Crap, I'm just dumb, debian dumb, programming dumb! Should have stayed CompE instead of EE! That's what I will choose for the PhD so that I can get a fresh start and above all else PRACTICE on all of this and not be so confused or have to rely solely upon other's help.

Gone.

I've started over again with re-imaging the partition from a backup and updating as required.

From the directions, I skipped these two steps as linux-image-5.10.0-19-amd64/stable-security,now 5.10.149-2 amd64 [installed,automatic] Linux 5.10 for 64-bit PCs (signed) is obviously signed:

(1) $ sbsign --key MOK.priv --cert MOK.pem "/boot/vmlinuz-$VERSION" --output "/boot/vmlinuz-$VERSION.tmp"
(2) $ sudo mv "/boot/vmlinuz-$VERSION.tmp" "/boot/vmlinuz-$VERSION"

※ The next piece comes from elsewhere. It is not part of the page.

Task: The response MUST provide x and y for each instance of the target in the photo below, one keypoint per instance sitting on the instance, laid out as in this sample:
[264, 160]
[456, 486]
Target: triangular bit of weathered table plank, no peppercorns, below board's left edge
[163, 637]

I have verified that all the modules in /lib/modules/5.10.0-19-amd64/updates/dkms are signed showing sig_id, signer, sig_key, sig_hashalgo, and signature.

However, the following command fails with error that mok.pub does not exist:
sudo mokutil --import /var/lib/dkms/mok.pub
Failed to get file status, /var/lib/dkms/mok.pub

mok.pub cannot be found anywhere in the system's directory tree.

Please, what am I missing?

At what point is mok.pub generated?

____________________________________________________________________________________________________ ________________________________________________________

To make a long story short-ish...

Because the kernel was already signed as well as the modules along with the key being enrolled, all that was required was a reboot.

Done. Finito.

____________________________________________________________________________________________________ ________________________________________________________

Making DKMS modules signing by DKMS signing key usable with the secure boot wasn't needed.

Anyway, thanks again Linuxquestions.org for the Happy Birthday each year!